Sony ZV-1 camera

Sony ZV-1 camera

Sony ZV-1 camera
Sony ZV-1 camera

This camera from Sony has an obvious target market: vloggers, and content creators, and aspiring influencers who are ready to graduate from their smartphones. 

Not a bad marketing plan. 

The features Sony added, and the ones it trumpets in pursuit of this market, might be features that are totally unnecessary for you.

For example, the ability to shoot glowing selfies -- you may never appear in your videos. 

The selfie orientation on the ZV-1 also extends to the microphone, trained on a selfie narrator. 

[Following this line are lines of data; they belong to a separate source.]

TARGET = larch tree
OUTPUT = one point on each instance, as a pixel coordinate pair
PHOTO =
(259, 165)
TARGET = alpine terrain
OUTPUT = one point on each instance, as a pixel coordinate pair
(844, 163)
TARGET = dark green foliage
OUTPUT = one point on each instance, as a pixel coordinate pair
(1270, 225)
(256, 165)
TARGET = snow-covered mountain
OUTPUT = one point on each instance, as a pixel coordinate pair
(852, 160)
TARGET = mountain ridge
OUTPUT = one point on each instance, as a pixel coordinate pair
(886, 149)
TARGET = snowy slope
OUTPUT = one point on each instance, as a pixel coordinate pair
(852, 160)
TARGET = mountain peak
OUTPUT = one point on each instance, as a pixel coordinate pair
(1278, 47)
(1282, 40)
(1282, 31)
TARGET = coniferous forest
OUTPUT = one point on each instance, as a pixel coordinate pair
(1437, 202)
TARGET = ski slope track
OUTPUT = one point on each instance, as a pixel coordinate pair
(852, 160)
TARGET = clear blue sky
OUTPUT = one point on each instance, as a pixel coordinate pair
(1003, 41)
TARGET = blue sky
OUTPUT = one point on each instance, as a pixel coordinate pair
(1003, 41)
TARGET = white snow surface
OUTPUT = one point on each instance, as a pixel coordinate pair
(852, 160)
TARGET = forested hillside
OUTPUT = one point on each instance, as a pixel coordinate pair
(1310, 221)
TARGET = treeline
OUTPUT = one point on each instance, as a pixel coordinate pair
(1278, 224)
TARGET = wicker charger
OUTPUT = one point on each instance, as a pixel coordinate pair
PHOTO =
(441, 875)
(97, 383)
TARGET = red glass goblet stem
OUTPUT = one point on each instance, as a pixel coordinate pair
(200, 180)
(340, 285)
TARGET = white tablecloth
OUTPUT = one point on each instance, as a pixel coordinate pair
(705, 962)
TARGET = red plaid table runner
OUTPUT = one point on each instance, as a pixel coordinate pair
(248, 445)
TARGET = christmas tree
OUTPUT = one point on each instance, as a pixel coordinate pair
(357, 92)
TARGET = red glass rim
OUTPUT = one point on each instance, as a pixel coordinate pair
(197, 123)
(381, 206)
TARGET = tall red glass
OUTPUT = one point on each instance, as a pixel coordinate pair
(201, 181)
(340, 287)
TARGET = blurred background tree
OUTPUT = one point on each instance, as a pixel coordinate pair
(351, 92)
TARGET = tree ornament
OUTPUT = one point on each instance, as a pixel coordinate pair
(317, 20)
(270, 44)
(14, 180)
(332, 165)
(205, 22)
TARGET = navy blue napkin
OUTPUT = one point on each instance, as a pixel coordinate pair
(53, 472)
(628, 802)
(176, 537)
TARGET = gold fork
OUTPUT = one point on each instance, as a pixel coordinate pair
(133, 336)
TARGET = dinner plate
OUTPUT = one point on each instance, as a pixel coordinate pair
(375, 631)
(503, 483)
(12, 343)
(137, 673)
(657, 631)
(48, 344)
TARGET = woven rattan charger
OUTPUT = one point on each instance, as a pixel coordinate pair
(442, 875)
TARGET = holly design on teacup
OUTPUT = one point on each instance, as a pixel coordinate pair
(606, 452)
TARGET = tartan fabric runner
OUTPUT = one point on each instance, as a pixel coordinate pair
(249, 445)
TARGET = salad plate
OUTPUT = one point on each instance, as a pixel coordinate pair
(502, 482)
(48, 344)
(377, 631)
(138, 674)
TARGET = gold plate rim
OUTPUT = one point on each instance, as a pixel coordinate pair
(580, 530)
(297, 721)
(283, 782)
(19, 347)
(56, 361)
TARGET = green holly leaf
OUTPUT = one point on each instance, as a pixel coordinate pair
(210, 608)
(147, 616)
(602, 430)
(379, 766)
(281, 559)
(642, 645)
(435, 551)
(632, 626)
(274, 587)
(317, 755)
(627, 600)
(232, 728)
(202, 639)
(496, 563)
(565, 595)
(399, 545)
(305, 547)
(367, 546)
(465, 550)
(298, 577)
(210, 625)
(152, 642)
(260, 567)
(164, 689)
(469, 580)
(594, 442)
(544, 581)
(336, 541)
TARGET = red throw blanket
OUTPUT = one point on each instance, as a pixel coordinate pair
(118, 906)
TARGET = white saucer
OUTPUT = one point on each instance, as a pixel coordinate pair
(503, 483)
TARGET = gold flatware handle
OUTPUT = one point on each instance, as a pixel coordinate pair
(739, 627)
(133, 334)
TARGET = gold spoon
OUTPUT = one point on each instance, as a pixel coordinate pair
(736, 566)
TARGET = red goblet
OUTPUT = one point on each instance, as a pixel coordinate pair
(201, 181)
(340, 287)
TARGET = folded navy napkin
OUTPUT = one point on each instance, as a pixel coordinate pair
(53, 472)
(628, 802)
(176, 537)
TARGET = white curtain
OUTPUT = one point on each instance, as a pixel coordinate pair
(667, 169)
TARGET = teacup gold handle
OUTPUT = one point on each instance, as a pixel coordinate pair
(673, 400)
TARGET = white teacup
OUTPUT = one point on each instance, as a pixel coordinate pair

A "product shot" feature makes it easy to hold up a product, always a make-up product in the promos. The "product shot" feature will automatically focus on that make-up brush or lipstick. Again, maybe not you. 

 

Sony ZV-1

Not you.

So what do you like about the ZV-1? 

  • First, it has a significant sensor (a 1.0"-type (0.52" x 0.35") Exmor RS® CMOS sensor, aspect ratio 3:2) that's normally available only in more expensive cameras. 
  • It also has the Sony user interface, which you've gotten used to. 
  • All the features that make it easier to quickly shoot and upload photos and videos. You like that. 
  • The price (around $750) is the most you're willing to spend on a camera. 
  • Max recommended it, and he's got one, so you can bounce your naive ZV-1 observations and questions off a much more experienced and talented photographer. 
  • The broader "content creator" orientation is one that roughly aligns with what you're interested in, so new features will probably try to stay current with evolving practices and specs in that area. Super subtle, obsessive image geekiness -- you're not really interested in that, and neither is the ZV-1 developer team.